As young men, Eugene and his brother made a little money tutoring the children of wealthy families. Eugene would accept an invitation to eat with the family after the lesson; his brother would not.

Sometimes Eugene walked by orange groves with a friend, each young man with hat clasped to chest. With a knife in the other hand, each would deftly cut an orange from a branch hanging over the dusty path, catching the fruit between hat and chest without disturbing the rhythm of the conversation. This was physically tricky, and dangerous, too; for the theft was a capital offense.

But even with prizes won, and oranges stolen, still, they sometimes had to “eat poetry.” Hungary had an unusual relationship with this art. Eugene told me proudly that a poet publicly reciting a poem in Budapest once started a revolution. He was so proud of the power of his chosen art! Does music have that power for us? Does it have for us a nutritional value that can substitute for food? Could we in fact eat music as he ate poetry?

When Eugene and his brother moved to Toledo, around 1920 (one older lady told me), people would gather to watch the brothers play tennis on the public courts, “looking” (she said) “like Greek gods.”

Somewhere in those early years in America, the brother died. This was cited to me as the effect of his too-great pride in refusing to accept meals from those wealthy families.

When I knew Eugene, he made his living as a visiting teacher for the board of education; and wrote plays and poetry in after-hours. Occasionally one of his plays won a prize or a production.

He was also a scratch golfer on the championship Inverness course, and a gardener whose back yard was a riot of flowers—six-foot gladioli!—that people drove distances to see on the weekends.

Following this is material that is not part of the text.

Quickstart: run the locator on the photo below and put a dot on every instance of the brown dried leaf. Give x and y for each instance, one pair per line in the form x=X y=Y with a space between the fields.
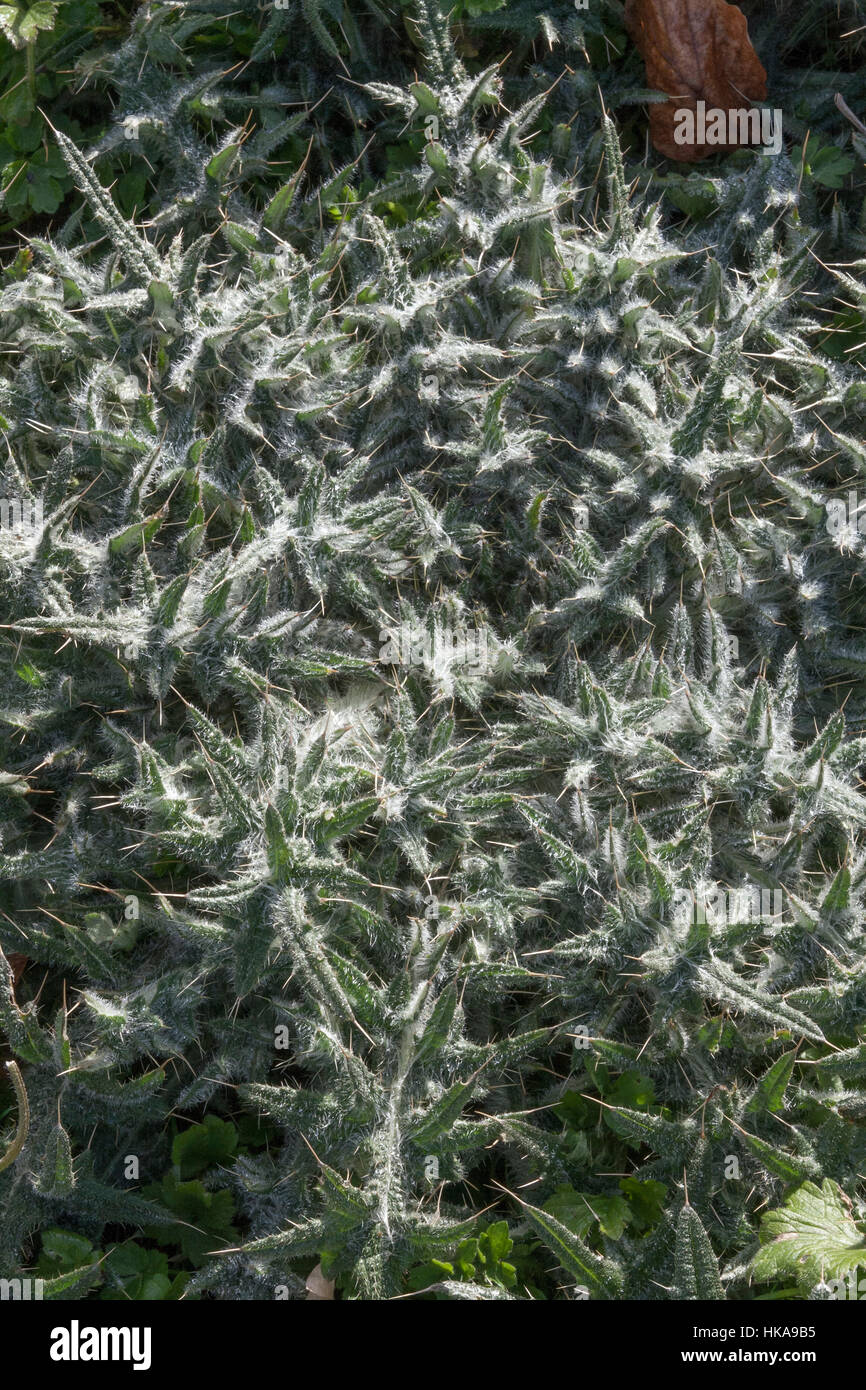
x=319 y=1286
x=695 y=50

When he was old and ill, I remembered about Tokaji Essencia, and brought him a bottle. It did not prevent his death; but for a little while, it returned to him his youthful, barefoot visit to the wine-growing district, and he told stories I’d not heard before.

My father was born in Russian Poland, 1914. His first orange and first banana were gifts from American soldiers; he peeled the banana and ate the peel. Like Eugene, he came to the USA in 1920. I don’t know where or when the two met.

My mother was born in Toledo 1919 and married Dad 1938. As a young bride, she came home from the market one day and realized she’d paid for one more orange than she’d taken. “The next time I shopped,” she told the story in later years, “I decided I would correct the error without bothering the store manager. So I paid for a dozen and a half, but I took seventeen!” She was middle-aged before she realized what she’d done.

Many years later, when our David was a boy, he and Mom were driving with us on a dusty back road through an orange grove, the fruit hanging almost overhead. Suddenly, she cried, “Stop! Stop the car!” What danger was she seeing? There were no other vehicles! Disturbed, I pulled onto the dirt. Mom quickly got out and strode up to a low-hanging branch; pulled and snapped off an orange; and ran back to the car. Jumping in and slamming the door, she cried, “Go! Go!” gesturing with both hands. As we pulled onto the asphalt, she murmured, “I’ve always wanted to do that.”

Thus, in our family, oranges went from capital crime to funny stories. But even eating all the oranges we want, we’re still inspired by those who know what it is to eat poetry.

To Eugene, I must have seemed an impossibly lucky, utterly unaware young person. (I was.) To me, he was an artist giving what an artist gives: his life; given to the students he helped and the art he made; an art whose products might be edible, indeed.